Tags

,

Nos últimos dias reli o belíssimo artigo de A. Botta “A structuralist north-South model on structural change, economic growth and economic development” (2009). Nesse artigo, Botta constrói um modelo Kaldoriano de crescimento com restrição de balanço de pagamentos no qual as elasticidades renda das exportações e das importações dependem do hiato tecnológico entre Norte e Sul a la Verspagen (1993: Uneven Growth between interdependente economies). O hiato tecnológico depende da participação relativa da indústria no PIB entre Norte e Sul.

A dinâmica do modelo é bastante interessante. Primeiramente temos o mecanismo tradicional Kaldoriano de causalidade cumulativa: uma aceleração do crescimento da produção industrial do sul induz uma aceleração  crescimento da produtividade do trabalho no sul devido a existência de economias dinâmicas de escala (a famosa lei de Kaldor-Verdoorn). Supondo que apenas uma parcela dos ganhos de produtividade sejam repassados para os salários segue-se que o sul aumenta a sua competitividade preço com respeito ao norte, fazendo com que o ritmo de crescimento das exportações do sul se acelere. Isso tem dois efeitos positivos sobre o crescimento. Por um lado, a restrição externa ao crescimento é relaxada permitindo assim um ritmo maior de crescimento do produto; por outro lado, a expansão mais rápida das exportações irá levar a um ritmo maior de crescimento do produto no sul em função do multiplicador do comércio exterior. Até aqui é o resultado padrão Kaldoriano. A aceleração do crescimento do produto total, contudo, irá aumentar a participação da indústria no PIB no sul.

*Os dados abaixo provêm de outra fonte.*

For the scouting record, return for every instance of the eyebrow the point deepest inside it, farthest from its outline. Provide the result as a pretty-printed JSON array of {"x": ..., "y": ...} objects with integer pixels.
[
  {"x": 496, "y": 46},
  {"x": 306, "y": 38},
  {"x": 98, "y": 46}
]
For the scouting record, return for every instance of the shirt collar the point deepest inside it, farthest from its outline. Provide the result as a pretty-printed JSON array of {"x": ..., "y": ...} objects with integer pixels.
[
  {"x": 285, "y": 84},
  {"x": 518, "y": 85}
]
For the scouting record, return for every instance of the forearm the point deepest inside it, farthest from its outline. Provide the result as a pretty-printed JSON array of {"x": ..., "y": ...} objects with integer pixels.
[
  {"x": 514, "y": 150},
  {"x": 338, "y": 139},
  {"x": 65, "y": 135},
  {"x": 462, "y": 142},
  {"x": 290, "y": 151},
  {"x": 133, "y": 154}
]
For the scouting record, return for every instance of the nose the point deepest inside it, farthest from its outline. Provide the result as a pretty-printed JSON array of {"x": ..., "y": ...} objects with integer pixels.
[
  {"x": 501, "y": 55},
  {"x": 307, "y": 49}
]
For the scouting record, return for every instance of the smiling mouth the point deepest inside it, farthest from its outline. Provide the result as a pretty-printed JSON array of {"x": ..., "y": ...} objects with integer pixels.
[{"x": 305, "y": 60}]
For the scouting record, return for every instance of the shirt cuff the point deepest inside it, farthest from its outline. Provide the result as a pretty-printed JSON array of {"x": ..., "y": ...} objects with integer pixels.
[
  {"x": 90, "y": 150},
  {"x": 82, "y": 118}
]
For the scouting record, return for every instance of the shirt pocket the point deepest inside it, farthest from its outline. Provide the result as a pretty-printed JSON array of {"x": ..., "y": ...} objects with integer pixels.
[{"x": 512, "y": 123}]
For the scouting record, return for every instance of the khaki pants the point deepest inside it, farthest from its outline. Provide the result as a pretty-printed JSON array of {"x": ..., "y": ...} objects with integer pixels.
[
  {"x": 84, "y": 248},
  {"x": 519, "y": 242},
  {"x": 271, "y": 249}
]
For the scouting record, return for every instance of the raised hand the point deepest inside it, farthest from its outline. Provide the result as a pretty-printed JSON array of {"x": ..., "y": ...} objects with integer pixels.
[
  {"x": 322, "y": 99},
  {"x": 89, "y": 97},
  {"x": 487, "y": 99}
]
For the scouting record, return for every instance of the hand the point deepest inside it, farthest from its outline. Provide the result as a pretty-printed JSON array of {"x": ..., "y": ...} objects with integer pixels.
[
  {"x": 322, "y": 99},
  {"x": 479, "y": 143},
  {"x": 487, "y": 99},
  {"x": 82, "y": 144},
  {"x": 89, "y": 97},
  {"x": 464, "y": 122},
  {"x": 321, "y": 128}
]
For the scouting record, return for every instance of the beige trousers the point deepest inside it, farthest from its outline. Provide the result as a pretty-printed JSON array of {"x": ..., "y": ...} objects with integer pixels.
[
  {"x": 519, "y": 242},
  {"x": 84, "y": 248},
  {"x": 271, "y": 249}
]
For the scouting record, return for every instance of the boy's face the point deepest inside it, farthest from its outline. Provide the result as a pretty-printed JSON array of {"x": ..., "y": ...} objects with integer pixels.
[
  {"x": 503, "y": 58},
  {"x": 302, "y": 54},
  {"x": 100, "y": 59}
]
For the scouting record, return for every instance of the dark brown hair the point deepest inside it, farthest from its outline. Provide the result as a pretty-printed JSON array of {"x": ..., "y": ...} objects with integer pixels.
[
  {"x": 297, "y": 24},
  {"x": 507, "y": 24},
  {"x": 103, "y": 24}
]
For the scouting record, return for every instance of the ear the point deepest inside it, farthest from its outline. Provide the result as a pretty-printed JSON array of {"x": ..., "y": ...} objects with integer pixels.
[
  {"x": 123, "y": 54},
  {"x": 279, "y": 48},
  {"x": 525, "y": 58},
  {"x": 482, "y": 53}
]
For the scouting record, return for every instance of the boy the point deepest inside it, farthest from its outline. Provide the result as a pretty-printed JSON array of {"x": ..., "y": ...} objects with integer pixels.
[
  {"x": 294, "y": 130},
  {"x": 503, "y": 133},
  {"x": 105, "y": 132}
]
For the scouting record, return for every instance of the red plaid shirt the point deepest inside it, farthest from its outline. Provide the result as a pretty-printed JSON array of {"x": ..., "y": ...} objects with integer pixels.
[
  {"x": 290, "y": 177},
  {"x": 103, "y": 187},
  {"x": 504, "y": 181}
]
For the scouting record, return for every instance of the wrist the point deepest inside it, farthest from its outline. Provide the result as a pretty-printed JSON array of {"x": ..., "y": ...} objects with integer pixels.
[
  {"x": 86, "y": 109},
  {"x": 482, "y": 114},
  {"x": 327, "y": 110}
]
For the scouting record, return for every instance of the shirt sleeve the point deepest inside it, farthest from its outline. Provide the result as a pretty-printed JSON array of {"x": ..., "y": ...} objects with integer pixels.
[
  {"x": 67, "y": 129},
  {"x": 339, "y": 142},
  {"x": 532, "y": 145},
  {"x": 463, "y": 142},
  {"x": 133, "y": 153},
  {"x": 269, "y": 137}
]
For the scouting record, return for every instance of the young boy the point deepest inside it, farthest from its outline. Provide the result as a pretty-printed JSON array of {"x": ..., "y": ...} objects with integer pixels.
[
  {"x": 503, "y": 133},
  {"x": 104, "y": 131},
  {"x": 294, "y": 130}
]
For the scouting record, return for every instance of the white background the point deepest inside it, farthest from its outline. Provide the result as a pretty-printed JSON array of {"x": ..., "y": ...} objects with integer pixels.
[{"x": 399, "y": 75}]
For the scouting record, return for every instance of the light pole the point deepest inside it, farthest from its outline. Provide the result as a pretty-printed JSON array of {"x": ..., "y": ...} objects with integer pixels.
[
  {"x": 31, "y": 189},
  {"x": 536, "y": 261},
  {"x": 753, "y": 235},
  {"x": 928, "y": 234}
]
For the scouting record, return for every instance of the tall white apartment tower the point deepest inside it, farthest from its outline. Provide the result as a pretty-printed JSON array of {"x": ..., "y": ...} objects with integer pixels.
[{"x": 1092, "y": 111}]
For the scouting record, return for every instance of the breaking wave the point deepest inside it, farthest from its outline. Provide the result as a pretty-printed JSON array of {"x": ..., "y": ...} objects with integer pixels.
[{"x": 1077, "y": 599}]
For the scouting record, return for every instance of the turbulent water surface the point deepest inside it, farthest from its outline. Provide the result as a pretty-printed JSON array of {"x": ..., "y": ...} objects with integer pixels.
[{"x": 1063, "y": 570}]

Se o crescimento da participação da indústria no sul for mais rápido do que no norte então o hiato tecnológico irá cair fazendo com que a estrutura produtiva do Sul se modifique ao longo do tempo. Mais especificamente a elasticidade renda das exportações do Sul irá aumentar e a elasticidade renda das importações do sul irá cair. Para uma certa configuração de parâmetros do modelo demonstra-se que o hiato tecnológico pode convergir para zero e a elasticidade renda das exportações do sul se igualar com a elasticidade renda das importações do sul. Neste ponto, o Sul terá alcançado o Norte tanto em termos tecnológicos como em termos de crescimento econômico.

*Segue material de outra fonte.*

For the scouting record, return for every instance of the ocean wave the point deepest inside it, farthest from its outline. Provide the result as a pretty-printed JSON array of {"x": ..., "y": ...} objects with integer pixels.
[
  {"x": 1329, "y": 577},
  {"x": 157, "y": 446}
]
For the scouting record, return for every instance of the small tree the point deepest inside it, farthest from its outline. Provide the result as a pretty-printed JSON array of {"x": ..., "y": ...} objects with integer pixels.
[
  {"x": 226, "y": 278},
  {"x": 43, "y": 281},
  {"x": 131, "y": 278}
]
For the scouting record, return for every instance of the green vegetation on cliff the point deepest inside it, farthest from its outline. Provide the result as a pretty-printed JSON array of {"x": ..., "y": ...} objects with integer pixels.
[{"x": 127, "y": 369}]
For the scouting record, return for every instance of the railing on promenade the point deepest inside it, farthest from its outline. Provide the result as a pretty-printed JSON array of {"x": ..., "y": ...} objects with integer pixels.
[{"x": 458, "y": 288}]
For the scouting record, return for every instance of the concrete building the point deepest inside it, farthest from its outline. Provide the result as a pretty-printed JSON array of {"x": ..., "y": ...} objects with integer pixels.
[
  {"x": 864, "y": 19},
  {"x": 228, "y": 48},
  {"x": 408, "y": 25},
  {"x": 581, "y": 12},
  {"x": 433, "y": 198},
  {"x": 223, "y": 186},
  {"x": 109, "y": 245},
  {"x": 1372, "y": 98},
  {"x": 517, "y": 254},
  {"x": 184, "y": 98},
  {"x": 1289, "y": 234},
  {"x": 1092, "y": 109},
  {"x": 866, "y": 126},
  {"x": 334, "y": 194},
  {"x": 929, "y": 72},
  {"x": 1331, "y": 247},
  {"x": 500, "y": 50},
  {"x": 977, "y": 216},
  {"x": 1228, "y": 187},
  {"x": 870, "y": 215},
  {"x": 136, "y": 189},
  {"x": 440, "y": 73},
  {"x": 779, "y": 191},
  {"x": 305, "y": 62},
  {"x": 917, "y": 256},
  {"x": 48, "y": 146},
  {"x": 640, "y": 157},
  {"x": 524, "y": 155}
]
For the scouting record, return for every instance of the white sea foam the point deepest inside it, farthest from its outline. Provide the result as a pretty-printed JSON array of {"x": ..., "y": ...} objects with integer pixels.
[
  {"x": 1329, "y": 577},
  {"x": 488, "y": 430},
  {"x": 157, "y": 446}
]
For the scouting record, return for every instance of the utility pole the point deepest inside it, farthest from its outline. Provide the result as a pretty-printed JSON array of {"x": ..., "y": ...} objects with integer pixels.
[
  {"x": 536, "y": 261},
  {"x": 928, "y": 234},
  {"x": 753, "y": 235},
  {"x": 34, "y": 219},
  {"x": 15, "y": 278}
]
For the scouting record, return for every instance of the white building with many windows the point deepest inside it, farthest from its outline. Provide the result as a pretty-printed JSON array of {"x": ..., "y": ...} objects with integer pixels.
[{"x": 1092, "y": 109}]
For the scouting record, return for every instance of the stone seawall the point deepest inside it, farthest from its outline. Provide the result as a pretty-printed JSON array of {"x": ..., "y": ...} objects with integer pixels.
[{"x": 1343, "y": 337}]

Para que esse resultado ocorra, contudo, é necessário, embora não suficiente, que o coeficiente de repasse dos ganhos de produtividade para os salários seja menor do que um. Isso significa que o catching-up nos termos do modelo de Botta exige que a participação dos salários na renda nacional se reduza ao longo de todo o processo de convergência. Em outros termos, o crescimento econômico do sul deve ser não apenas export-led, mas também profit-led.

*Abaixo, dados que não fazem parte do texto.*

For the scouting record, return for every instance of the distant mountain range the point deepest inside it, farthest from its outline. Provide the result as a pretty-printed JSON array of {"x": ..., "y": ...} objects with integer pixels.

Isso me leva ao meu debate com Samuel Pessoa. Em 2011 Samuel Pessoa publicou no Valor Econômico um interessante artigo argumentando que uma vez que a sociedade brasileira escolheu o Estado do Bem-Estar Social então ela estava abdicando da sua indústria, ou seja, estava escolhendo se desindustrializar. Na época eu escrevi um artigo de réplica com o Luiz Fernando de Paula intitulado “A Escolha de Sofia: entre a desindustrialização e o fim do estado do bem-estar social” (https://jlcoreiro.wordpress.com/2011/06/16/a-escolha-de-sofia-entre-a-desindustrializacao-e-o-fim-do-estado-do-bem-estar/) . Nesse artigo procuramos argumentar que seria possível reindustrializar a economia ao mesmo tempo que se mantinha o foco na melhoria da distribuição de renda. Hoje já não estou tão seguro disso. Talvez a sociedade brasileira tenha feito uma escolha por melhorar a distribuição de renda numa velocidade que é incompatível com condições mínimas de competitividade preço para a indústria nacional, a qual está muito atrasada tecnologicamente com respeito a indústria dos países desenvolvidos e, portanto, não tem competitividade extra-preço. Desvalorizar o câmbio seria uma forma de devolver essa competitividade preço e assim restaurar o mecanismo Kaldoriano de causalidade cumulativa que nos levaria, a médio e longo-prazo, a realizar uma mudança estrutural que permitisse a nossa indústria ter competitividade extra-preço. Infelizmente não vejo nenhuma coalizão política capaz de implementar esse pacto nacional pelo desenvolvimento. Nosso destino como país, e digo isso com a mais profunda tristeza de alma, é ficar eternamente subdesenvolvido. Se as políticas sociais forem bem sucedidas o máximo que poderemos aspirar no longo-prazo é ser um país pobre, mas igualitário; ou seja, uma nova Cuba.